As we have just discussed, a gene can be studied by expressing it in cells where it is not normally expressed or by expressing it at higher than normal levels. Another way to study a gene is to inactivate it, so that it is not transcribed and translated into a functional protein, or to change its DNA sequence so that an altered gene product is made. CRISPR technology offers a powerful new approach for “gene editing” (adding, disrupting, or changing the sequence of specific genes) and gene regulation (Figure 18.6). As with many other tools of biotechnology, the method emulates a mechanism found in nature, one that some bacteria and many archaea use to defend themselves against viral infections. The genomes of these species have many short (24–48 bp) palindromic sequences of DNA (see Key Concept 18.1), with unique 24-bp spacer DNA in between, which are known by the acronym CRISPR (clustered regularly interspaced short palindromic repeat sequences). While the CRISPR sequence is the same for each repeating unit, the spacers are different. Each spacer is a fragment of DNA from a virus that previously infected the cell but did not end up destroying its host. The spacer sequences thus provide “genetic mug shots” that inform the cell carrying them what viruses to look out for. When a virus carrying a sequence similar to the spacer DNA injects its DNA into the cell, the unit—CRISPR and spacer—is transcribed into RNA, to which a second short RNA attaches. This RNA complex then performs the following two functions:

Therefore any cell that was once infected by a virus has the “memory” of that infection encoded in its genome, and those of all cells that are produced from it.

Once this natural immune system was described, it occurred to Emmanuelle Charpentier at Umeå University in Sweden and Jennifer Doudna at the University of California, Berkeley that it might be adapted to cut any DNA at a specific location: all that was needed was the RNA complementary to the target (a “guide” RNA) and the CAS9 enzyme. Tens of thousands of unique guide RNAs are now available commercially, each targeted to a specific gene in a specific organism, prokaryotic or eukaryotic, making possible a diversity of studies of inactivated genes and exploration of a multitude of “What if?” questions.

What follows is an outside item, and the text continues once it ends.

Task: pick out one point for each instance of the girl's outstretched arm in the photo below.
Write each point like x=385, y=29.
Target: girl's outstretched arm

The simplicity of CRISPR technology to inactivate genes holds great promise. To give just one early example, a fungal disease called powdery mildew can devastate a wheat crop. Many wheat varieties have a gene whose expression inhibits wheat’s natural defenses against this disease, so the only way to control the disease is through heavy application of fungicides. Scientists in China used CRISPR technology to inactivate this gene, so that natural resistance is favored.

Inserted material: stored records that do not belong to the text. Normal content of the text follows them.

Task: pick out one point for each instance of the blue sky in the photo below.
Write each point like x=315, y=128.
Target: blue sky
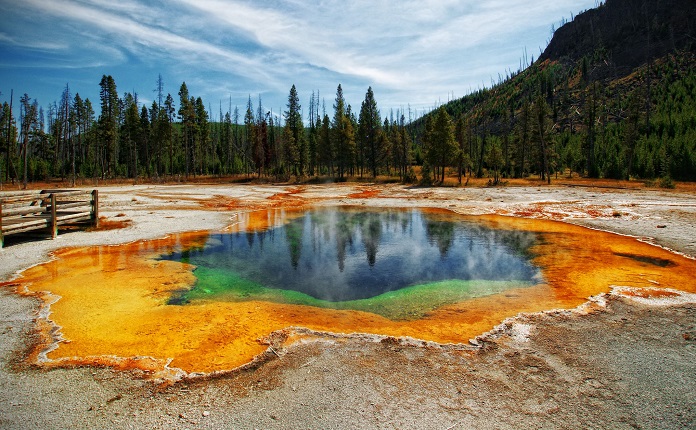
x=415, y=53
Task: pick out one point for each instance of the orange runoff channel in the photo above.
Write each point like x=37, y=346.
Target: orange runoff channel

CRISPR technology can be used to create specific mutations. When CAS9 cuts target DNA in a living cell, the cell attempts to repair the damage (see Figure 13.18). Often this repair is imperfect, so that the rejoined DNA has a mutation. Biologists can specify the mutation by synthesizing a short DNA sequence complementary to the region at the break so that the new sequence will have a specific alteration.

Perhaps more dramatic than the ability to induce mutations is the possibility of correcting mutations, particularly those that cause disease. For example, the disease cystic fibrosis is caused by mutation of a membrane transport protein. Scientists in the Netherlands have used CRISPR to correct the mutation in cells from patients with this disease. While this is not a cure (the corrected gene would have to function in many tissues), the possibility arises that the mutated gene could be corrected in germ line cells, such as those of an early embryo. However, the ease with which the human germ line genome can be altered using CRISPR technology has elicited ethical and legal concerns. In some countries altering the germ line in a human is illegal.